Kass, who spent years leading sales, partnerships, and customer success teams at OpenAI before departing, has become one of the most prominent voices advising Fortune 1,000 companies on AI integration. His advisory client list includes Coca-Cola, Morgan Stanley, and Amgen, spanning consumer goods, financial services, and pharmaceuticals.

The Bloomberg interview took place amid growing investor anxiety about whether AI spending is producing adequate returns. Kass argued that the pessimism is premature and that the technology is still in its earliest phase of commercial deployment.

Why It Matters

The AI investment landscape has attracted significant skepticism over the past year. Many analysts have drawn direct parallels to the dot-com bubble, suggesting that a small group of companies will capture most of the value while others lose their bets. Global AI capital expenditures plus venture capital investments have already exceeded $600 billion, amplifying concerns about overinvestment.

Kass’s argument runs counter to that narrative. His position carries weight because he helped build OpenAI’s commercial strategy during the company’s rapid rise from research lab to the fastest-growing consumer application in history. He has direct experience watching how businesses of various sizes respond to AI tools across different sectors.

“I left OpenAI to support the AI revolution,” Kass has stated in previous interviews. He now operates as an independent advisor and keynote speaker based in Santa Barbara, California, framing AI as an opportunity for broad economic participation rather than a winner-take-all competition.

Technical Details

Kass’s thesis centers on a framework he calls “The Next Renaissance,” which treats AI not as a job-replacement technology but as a productivity layer that enables smaller organizations to compete with larger ones. The argument rests on a specific observation: as AI tools become cheaper and more accessible, the advantages that large companies hold through scale diminish. A ten-person marketing agency using AI-generated content can now produce output that previously required a fifty-person team.

In his advisory work with enterprise clients, Kass emphasizes that the biggest barrier to AI adoption is not computational power or model quality. Instead, he identifies cultural resistance within organizations and unresolved ethical questions as the primary obstacles slowing progress.

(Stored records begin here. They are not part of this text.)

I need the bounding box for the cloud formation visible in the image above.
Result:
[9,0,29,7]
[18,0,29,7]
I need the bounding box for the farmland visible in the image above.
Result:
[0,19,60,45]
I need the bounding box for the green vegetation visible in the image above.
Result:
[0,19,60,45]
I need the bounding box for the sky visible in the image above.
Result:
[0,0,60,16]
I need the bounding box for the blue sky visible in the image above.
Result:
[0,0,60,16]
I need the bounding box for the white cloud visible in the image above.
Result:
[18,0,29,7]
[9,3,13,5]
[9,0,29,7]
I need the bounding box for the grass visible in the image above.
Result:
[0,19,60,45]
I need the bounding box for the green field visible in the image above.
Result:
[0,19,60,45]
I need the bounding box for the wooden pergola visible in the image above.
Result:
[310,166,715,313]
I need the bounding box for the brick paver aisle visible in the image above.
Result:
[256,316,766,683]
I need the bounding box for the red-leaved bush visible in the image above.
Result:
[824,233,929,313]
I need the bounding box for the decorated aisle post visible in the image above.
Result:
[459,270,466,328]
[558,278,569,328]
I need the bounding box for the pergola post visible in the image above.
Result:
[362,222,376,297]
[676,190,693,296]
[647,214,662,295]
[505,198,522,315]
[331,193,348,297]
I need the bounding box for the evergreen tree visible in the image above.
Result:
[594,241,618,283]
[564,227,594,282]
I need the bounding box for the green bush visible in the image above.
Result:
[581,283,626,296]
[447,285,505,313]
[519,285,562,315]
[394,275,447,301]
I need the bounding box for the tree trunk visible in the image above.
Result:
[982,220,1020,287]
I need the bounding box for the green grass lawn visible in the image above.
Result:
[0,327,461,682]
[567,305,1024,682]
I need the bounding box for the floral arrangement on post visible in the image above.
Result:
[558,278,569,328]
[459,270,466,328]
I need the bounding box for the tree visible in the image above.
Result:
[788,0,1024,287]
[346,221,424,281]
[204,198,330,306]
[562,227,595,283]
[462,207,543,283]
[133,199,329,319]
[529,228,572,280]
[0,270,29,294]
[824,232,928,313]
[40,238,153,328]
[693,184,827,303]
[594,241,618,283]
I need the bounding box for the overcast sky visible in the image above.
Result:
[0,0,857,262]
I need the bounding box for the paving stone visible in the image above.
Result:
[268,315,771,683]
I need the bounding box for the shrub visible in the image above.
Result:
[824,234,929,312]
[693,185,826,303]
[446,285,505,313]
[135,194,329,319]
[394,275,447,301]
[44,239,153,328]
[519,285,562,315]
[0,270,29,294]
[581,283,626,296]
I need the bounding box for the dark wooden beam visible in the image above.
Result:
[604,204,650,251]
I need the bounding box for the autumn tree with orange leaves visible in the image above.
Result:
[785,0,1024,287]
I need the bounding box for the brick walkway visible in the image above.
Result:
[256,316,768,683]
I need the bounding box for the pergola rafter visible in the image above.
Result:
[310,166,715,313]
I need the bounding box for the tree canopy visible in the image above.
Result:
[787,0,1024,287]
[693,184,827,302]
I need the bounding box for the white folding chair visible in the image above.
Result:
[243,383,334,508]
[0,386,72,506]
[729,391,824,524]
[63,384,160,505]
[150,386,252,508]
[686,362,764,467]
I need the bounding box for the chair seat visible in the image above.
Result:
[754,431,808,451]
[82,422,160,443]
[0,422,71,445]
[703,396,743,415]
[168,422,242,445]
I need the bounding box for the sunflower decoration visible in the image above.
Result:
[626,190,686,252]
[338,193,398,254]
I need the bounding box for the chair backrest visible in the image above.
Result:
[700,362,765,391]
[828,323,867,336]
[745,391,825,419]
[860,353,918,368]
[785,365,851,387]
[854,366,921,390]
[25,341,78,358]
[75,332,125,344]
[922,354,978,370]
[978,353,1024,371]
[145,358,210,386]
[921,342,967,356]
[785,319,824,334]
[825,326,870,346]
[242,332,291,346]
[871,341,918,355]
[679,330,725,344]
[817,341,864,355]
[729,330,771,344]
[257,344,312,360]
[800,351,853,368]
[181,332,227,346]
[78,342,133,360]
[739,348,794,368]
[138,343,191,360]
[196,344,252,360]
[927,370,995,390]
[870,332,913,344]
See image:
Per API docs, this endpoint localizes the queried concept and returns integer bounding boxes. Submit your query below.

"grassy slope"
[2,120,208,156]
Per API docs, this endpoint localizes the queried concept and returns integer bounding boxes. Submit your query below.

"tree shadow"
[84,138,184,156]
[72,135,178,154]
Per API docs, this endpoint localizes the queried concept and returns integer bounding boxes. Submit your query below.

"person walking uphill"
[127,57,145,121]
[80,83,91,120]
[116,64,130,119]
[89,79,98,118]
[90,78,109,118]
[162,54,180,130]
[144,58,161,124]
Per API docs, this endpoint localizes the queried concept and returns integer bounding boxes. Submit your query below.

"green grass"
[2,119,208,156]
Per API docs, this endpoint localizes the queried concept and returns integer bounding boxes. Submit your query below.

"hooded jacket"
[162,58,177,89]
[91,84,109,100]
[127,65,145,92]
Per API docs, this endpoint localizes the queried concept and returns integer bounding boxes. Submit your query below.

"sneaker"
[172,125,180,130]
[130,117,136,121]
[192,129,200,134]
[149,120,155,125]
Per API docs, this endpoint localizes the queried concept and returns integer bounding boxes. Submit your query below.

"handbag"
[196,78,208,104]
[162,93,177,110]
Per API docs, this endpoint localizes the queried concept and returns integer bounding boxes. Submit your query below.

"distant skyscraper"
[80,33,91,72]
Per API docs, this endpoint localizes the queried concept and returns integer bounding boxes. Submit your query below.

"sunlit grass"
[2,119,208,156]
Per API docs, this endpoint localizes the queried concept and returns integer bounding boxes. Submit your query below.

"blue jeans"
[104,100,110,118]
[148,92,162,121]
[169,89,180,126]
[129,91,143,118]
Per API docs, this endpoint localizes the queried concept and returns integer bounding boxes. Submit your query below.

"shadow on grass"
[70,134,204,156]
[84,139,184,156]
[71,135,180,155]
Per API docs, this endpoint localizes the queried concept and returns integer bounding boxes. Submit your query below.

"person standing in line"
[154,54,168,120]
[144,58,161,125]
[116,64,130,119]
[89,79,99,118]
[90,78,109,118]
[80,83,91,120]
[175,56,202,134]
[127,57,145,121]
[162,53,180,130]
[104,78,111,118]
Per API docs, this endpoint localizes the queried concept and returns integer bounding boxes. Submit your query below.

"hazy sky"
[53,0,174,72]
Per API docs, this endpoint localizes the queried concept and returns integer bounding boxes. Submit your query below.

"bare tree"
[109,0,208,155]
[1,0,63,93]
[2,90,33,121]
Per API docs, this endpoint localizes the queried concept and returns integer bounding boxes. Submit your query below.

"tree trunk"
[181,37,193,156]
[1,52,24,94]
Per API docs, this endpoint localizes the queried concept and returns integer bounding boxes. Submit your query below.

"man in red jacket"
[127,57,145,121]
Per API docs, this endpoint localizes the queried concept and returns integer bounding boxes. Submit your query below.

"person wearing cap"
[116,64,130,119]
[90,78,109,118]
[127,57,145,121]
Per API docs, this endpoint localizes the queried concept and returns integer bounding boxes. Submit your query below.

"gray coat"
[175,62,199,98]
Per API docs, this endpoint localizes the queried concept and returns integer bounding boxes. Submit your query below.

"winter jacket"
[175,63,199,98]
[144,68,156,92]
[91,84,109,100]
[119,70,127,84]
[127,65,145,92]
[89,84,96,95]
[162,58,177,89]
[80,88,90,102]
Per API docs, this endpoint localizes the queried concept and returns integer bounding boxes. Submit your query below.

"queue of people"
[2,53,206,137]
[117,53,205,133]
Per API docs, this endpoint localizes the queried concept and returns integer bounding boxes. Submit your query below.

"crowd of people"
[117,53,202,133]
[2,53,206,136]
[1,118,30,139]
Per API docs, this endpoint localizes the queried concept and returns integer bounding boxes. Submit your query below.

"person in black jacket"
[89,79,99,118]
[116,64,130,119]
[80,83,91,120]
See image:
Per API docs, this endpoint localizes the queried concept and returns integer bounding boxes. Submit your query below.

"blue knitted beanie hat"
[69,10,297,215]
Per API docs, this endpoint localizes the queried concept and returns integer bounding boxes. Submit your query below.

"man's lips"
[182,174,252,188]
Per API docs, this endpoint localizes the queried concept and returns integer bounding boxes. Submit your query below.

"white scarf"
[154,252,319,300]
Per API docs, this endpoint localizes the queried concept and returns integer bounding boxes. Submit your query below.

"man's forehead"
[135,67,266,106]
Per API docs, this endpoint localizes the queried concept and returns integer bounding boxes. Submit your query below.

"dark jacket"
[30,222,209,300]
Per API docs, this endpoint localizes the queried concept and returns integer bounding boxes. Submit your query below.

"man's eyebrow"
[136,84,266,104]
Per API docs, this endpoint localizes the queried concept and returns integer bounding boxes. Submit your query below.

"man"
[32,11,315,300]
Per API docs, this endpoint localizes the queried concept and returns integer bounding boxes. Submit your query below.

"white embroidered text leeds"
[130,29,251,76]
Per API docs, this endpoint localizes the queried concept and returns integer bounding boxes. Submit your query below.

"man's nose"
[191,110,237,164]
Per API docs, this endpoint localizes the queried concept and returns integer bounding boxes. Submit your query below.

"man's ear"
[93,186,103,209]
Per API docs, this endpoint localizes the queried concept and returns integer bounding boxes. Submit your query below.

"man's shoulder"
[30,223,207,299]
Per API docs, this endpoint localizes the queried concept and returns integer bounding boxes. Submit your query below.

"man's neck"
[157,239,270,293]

Kass holds a BA from UC Berkeley and has spent more than 15 years working in artificial intelligence. At OpenAI, he was responsible for bringing the company’s products to market during the critical period when ChatGPT went from research project to mainstream tool, reaching 100 million monthly users within two months of launch.

He has also highlighted the importance of soft skills in the AI era. In his conference appearances, Kass consistently argues that continuous learning, adaptability, and the ability to work alongside AI systems will separate organizations that benefit from the technology from those that fall behind.

Who’s Affected

Kass’s remarks are directed at enterprise leaders and institutional investors who are still evaluating whether AI investments will deliver meaningful returns. His argument suggests that mid-market companies and startups — not just Big Tech — can capture significant value from strategic AI adoption.

The message is also relevant to policymakers weighing AI regulation. If AI’s economic benefits distribute broadly across industries and company sizes, the case for heavy-handed regulation weakens. If benefits concentrate among a few dominant players, the case for intervention strengthens. Kass’s position supports the former scenario.

Workers across sectors are also affected. If Kass is correct that AI creates many winners, the technology may reshape job functions without eliminating positions at the scale that some labor economists have projected.

What’s Next

Kass continues his advisory and speaking engagements through 2026, with keynotes scheduled at multiple industry conferences worldwide. The central test of his thesis will come over the next 12 to 18 months as enterprise AI deployments mature and produce measurable return-on-investment data. The main limitation of his optimistic outlook is that it depends on AI tools remaining affordable and accessible — an assumption that could be challenged if compute costs rise or if leading AI companies restrict access to their most capable models.